The output files that we obtain after using MACS2 tool are the wiggle files (containing the position and the signal of the peaks) and the bed files (containing the chromosomes, the coordinates of the genes -start and end positions- and the presence of peaks). These are the uncompressed files, in a readable format. However, for easire manipulation of these files, these are compressed in a binary format: the bigWig and bigBed files, respectively. Besides the bigWig file with the fold-change of each peak, the pipeline generates another two bigWig files: one containing the p-values, and the other containing the pile-up reads. These data is given in 3 different bigWig files in order to reduce the amount of data in each file and facilitate the analysis (facilitate the compunting capacity).


 **6. What is a pipeline?**
**In the case of the ENCODE ChIP-seq pipeline, which steps of the analysis of ChIP-seq data does it contain?**

A pipeline is a multistep process where experimental datasets are processed sequentially by different algorithms, software tools or fileformat manipulation.

In the case of the ENCODE ChIP-sep, the first step is the mapping of the FASTQ files: a genome of reference is used for genome indexing (through BWA tool). The indexed genome is then served as input, together with the experimental reads (FATSQ files), for a second step of alignment, fastq concatenation and filtering (through BWA, Samtools, Picard, Phantompeakqualtools and SPP tools). This creates two output files: the alignments and the unfiltered alignments.

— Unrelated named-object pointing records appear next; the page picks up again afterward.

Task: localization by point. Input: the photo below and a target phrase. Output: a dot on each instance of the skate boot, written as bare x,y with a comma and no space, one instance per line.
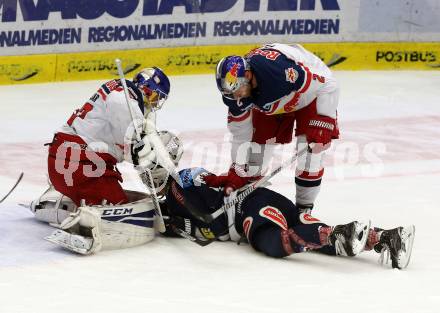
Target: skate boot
396,244
349,239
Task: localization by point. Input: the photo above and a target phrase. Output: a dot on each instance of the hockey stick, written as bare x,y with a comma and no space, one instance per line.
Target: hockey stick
13,187
146,177
208,218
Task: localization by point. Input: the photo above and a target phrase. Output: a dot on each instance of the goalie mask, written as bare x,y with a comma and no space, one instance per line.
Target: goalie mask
154,86
174,147
230,75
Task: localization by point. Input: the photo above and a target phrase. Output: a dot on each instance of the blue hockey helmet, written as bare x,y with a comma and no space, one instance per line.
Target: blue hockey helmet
154,86
230,74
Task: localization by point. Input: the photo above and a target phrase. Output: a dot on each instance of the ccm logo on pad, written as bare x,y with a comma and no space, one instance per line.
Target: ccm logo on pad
274,215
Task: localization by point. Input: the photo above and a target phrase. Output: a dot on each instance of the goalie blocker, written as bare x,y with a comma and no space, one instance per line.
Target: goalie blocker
88,229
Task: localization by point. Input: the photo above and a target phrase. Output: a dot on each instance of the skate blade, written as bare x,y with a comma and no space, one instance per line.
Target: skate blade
359,243
408,234
65,240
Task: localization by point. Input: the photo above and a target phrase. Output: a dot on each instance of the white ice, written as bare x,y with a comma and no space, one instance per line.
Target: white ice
385,167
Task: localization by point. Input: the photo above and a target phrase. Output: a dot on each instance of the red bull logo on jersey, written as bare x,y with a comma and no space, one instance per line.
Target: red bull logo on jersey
274,215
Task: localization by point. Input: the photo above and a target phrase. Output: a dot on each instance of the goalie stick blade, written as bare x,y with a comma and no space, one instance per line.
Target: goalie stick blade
13,187
70,242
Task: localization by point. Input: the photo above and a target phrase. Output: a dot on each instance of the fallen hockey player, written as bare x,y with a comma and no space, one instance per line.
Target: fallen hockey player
270,222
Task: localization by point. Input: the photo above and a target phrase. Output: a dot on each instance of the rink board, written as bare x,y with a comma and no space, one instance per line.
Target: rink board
202,60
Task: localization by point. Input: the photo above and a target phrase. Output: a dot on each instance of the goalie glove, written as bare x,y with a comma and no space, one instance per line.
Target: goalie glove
80,232
143,154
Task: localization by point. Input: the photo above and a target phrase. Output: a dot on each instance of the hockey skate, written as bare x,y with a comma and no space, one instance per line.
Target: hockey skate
349,239
396,244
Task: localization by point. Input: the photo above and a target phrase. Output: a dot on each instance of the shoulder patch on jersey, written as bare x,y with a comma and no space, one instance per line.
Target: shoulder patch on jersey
274,215
308,219
291,75
191,176
247,223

The second step of the pipeline is peak calling. Here, the alignments are used as input for the peak calling and signal generation (through MACS2 and BEDtools). This creates 3 different outputs: the fold-change over control, the signal p-value and the peaks. The peaks are then processed differently depending if the experiment has replicates or not. In the case of having replicates, the peaks are processed for replicate concordance (through overlap_peaks.py), generating a file of replicated peaks; this file contains peaks found in both replicates or in two pseudoreplicates (random subsets of half of the sample). In the case of not having replicates, they are processed for partition concordance (through overlap_peaks.py), generating a file with the stable peaks; these peaks represent those that overlap at least 50% in both pseudoreplicates.

These files are then processed for file-format conversion: the pre-processed peaks, the replicated peaks (in the case of a replicated experiment) and the stable peaks (in the case of a unreplicated experiment), through bedToBigBed tool, generating bigBed files.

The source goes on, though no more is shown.